Are we alone in the universe? NASA is not yet ready to answer that as the agency recently denied that the press conference concerning Jupiter's moon Europa, scheduled on Monday, Sept. 26, is "not about aliens."
NASA announced in a
media advisory that it would be conducting a press conference regarding Jupiter's icy moon Europa. Europa is believed to hold huge oceans underneath its surface. If there are indeed liquid water on the satellite, then the possibility of finding some sort of microorganism or any other life-form is viable.

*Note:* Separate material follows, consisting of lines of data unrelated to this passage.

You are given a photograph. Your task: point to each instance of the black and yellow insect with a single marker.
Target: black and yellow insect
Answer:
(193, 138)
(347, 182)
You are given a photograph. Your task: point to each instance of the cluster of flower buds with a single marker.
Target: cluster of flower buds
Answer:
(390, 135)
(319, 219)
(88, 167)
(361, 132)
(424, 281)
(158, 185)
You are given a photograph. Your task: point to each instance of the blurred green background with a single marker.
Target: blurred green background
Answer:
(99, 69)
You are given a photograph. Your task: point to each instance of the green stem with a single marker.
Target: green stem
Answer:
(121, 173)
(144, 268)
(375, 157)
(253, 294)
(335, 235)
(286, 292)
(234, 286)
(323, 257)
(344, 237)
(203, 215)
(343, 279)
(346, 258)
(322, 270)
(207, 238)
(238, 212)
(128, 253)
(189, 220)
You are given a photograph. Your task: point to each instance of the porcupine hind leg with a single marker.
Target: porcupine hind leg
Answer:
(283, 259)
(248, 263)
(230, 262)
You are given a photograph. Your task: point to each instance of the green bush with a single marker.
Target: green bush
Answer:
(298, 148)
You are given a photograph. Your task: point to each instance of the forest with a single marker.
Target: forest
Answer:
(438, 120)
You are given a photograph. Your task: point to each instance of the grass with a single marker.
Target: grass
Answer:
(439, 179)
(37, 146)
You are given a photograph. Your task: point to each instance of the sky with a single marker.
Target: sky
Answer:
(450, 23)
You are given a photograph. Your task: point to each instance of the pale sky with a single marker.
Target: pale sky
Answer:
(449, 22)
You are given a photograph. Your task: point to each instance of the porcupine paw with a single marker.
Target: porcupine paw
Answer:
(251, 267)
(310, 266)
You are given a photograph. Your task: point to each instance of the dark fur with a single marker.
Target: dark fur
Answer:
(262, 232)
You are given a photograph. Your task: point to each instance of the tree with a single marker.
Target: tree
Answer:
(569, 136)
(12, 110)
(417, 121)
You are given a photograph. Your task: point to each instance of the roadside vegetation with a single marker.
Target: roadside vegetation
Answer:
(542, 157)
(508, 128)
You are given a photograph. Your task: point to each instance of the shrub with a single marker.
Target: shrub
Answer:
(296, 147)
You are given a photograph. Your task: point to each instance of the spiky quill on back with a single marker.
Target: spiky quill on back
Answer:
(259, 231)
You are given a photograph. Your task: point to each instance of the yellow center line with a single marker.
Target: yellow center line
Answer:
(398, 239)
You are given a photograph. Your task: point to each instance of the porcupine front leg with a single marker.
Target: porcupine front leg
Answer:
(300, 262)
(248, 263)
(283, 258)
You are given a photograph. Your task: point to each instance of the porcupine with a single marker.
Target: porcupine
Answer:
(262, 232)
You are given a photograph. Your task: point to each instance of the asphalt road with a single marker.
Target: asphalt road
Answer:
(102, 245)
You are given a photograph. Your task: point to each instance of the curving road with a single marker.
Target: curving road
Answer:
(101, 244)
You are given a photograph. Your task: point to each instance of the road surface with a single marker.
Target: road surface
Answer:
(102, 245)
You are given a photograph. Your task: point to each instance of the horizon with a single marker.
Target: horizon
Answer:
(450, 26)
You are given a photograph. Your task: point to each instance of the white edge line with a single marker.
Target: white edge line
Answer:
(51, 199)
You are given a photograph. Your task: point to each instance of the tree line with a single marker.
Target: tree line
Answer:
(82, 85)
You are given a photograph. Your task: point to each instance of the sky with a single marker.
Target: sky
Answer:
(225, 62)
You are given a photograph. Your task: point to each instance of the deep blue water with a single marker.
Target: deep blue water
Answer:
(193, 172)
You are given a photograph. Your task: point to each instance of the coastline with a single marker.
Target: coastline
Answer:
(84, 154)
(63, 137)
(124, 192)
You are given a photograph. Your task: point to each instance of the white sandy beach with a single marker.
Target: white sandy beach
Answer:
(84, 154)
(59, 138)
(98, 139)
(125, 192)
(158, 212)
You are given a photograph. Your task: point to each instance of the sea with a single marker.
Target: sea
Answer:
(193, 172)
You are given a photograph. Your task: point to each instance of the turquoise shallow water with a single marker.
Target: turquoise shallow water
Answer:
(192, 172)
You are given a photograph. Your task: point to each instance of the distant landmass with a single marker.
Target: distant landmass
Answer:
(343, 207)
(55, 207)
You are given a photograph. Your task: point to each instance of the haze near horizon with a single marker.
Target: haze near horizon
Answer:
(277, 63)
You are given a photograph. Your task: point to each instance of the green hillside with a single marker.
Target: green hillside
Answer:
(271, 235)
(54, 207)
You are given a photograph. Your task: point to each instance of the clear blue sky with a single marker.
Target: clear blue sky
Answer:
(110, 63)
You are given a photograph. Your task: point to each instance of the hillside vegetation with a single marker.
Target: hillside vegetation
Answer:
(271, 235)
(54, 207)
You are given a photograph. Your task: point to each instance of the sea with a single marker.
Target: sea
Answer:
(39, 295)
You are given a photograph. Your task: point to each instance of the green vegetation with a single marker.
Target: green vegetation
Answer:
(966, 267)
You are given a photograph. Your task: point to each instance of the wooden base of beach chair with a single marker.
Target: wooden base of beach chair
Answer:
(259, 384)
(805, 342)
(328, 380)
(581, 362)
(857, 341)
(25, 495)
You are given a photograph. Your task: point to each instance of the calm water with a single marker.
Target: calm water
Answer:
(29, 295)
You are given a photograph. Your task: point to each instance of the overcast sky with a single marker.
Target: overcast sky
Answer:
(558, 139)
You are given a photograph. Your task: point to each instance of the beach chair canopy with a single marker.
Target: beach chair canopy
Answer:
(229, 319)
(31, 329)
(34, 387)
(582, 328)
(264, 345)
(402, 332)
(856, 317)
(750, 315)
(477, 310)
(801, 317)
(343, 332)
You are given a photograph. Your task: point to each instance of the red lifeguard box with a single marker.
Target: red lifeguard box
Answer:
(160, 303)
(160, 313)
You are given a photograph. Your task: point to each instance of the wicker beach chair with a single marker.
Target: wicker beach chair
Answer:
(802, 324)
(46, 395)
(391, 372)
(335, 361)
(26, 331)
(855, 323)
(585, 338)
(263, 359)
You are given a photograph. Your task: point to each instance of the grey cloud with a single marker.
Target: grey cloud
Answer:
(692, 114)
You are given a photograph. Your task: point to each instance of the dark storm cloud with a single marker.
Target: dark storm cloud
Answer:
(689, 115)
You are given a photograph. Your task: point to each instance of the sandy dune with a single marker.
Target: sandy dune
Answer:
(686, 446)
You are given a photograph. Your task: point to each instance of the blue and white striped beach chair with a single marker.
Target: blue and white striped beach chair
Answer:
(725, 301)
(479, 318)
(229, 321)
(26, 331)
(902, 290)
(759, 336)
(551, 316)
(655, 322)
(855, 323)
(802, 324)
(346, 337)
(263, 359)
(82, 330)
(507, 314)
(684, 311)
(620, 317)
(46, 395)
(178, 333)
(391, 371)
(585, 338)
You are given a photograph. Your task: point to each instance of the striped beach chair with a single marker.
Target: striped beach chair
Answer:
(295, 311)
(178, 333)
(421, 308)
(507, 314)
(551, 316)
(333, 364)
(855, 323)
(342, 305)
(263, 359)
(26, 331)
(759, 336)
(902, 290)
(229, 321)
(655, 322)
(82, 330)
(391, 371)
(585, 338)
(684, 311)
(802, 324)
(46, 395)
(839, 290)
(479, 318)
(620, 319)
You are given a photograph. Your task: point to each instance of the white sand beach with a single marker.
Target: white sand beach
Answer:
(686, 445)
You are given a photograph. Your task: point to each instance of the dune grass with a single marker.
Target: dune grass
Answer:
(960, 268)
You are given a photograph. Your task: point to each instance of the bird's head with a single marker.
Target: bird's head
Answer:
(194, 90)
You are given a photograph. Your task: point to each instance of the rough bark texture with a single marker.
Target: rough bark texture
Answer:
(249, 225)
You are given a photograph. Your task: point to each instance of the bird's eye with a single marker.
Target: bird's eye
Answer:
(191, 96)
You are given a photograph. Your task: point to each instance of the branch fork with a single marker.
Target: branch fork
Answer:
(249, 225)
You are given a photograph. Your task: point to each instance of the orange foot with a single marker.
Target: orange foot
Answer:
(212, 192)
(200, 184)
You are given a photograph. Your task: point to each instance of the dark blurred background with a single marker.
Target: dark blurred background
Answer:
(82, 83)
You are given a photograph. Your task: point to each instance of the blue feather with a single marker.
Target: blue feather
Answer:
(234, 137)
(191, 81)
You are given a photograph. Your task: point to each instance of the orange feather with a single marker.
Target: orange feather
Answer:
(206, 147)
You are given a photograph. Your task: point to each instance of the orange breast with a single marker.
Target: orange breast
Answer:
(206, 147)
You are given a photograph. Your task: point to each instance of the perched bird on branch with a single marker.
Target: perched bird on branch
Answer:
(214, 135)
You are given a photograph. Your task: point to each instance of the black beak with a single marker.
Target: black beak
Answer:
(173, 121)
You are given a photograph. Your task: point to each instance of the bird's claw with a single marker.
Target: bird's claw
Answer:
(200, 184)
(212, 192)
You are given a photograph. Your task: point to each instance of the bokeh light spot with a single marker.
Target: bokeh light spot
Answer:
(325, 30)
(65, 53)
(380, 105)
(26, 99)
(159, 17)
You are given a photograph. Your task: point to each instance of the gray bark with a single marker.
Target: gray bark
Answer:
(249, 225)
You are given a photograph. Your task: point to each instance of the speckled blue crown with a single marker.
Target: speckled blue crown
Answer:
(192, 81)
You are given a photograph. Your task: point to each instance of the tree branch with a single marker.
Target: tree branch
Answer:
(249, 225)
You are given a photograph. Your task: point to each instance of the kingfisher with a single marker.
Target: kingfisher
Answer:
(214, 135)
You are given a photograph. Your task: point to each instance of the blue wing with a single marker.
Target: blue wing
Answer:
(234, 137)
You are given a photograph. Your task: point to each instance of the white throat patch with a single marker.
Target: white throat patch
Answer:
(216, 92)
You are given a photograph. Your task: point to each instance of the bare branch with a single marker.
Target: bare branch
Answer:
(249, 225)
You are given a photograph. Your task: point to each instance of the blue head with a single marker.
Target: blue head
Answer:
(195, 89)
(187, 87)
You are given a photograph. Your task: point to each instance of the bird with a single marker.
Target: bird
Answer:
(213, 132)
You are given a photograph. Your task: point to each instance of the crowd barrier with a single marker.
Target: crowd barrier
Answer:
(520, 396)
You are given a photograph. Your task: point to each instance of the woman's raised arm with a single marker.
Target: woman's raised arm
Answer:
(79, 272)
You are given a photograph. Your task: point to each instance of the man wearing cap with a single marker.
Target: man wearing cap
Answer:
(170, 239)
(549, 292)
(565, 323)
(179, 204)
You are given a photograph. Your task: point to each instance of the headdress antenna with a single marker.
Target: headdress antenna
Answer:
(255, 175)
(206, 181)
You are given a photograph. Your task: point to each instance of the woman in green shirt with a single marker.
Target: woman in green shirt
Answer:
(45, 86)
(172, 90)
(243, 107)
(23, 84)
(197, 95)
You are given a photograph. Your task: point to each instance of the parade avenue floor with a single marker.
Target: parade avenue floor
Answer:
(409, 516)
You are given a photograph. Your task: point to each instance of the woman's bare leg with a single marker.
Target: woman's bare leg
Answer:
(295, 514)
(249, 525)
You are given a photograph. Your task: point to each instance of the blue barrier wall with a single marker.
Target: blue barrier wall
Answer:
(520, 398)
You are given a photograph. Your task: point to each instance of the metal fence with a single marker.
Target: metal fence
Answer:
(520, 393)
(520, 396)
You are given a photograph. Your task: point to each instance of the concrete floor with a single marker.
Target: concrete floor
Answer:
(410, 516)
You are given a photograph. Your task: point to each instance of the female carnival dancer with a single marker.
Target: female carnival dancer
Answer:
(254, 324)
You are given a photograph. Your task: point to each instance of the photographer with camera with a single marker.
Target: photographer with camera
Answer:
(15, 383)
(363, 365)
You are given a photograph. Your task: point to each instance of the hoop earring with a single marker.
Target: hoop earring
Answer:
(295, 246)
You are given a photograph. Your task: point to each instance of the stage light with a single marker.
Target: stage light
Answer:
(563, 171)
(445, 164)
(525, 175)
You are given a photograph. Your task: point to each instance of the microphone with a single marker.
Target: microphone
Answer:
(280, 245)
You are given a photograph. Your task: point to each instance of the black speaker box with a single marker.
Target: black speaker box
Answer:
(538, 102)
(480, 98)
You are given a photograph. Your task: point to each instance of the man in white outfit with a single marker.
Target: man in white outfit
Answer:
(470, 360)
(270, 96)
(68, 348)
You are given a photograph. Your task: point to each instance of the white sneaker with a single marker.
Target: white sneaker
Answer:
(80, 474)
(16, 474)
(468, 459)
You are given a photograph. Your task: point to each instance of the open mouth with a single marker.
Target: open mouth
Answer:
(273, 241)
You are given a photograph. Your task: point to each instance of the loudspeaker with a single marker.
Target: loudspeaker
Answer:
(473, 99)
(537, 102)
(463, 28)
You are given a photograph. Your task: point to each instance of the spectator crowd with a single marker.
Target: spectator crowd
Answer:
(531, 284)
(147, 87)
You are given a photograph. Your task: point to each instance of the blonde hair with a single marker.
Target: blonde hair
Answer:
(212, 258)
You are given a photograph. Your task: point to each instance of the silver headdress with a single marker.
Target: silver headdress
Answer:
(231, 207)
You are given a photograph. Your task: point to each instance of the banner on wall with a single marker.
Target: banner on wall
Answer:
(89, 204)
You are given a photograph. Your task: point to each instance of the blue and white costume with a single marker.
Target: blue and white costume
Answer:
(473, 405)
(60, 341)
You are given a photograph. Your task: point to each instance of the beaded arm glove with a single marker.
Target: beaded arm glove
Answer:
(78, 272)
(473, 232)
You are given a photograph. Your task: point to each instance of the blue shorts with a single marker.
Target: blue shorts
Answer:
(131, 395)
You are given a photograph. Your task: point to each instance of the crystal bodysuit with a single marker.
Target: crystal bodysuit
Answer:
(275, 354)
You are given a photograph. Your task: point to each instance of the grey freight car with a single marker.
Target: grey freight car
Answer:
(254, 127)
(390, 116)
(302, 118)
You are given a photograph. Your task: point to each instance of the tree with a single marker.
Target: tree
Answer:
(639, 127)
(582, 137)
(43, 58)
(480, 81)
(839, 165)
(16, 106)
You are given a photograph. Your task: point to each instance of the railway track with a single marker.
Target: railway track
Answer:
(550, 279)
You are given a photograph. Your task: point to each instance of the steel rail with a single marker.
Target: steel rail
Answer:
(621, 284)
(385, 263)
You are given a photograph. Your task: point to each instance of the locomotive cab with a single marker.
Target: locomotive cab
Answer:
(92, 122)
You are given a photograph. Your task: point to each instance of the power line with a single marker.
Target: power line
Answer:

In the advisory, NASA said it will conduct a teleconference announcing the findings of NASA/ESA Hubble Space Telescope about the Jovian moon, Europa. The astronomers that will discuss the "surprising findings are Paul Hertz, director of the Astrophysics Division at NASA Headquarters in Washington, William Sparks, astronomer with the Space Telescope Science Institute in Baltimore, Britney Schmidt, assistant professor at the School of Earth and Atmospheric Sciences at Georgia Institute of Technology in Atlanta and Jennifer Wiseman, senior Hubble project scientist at NASA's Goddard Space Flight Center in Greenbelt, Maryland; a full house of experts that can only mean that the agency is dropping something big. But not as big as extra-terrestrials.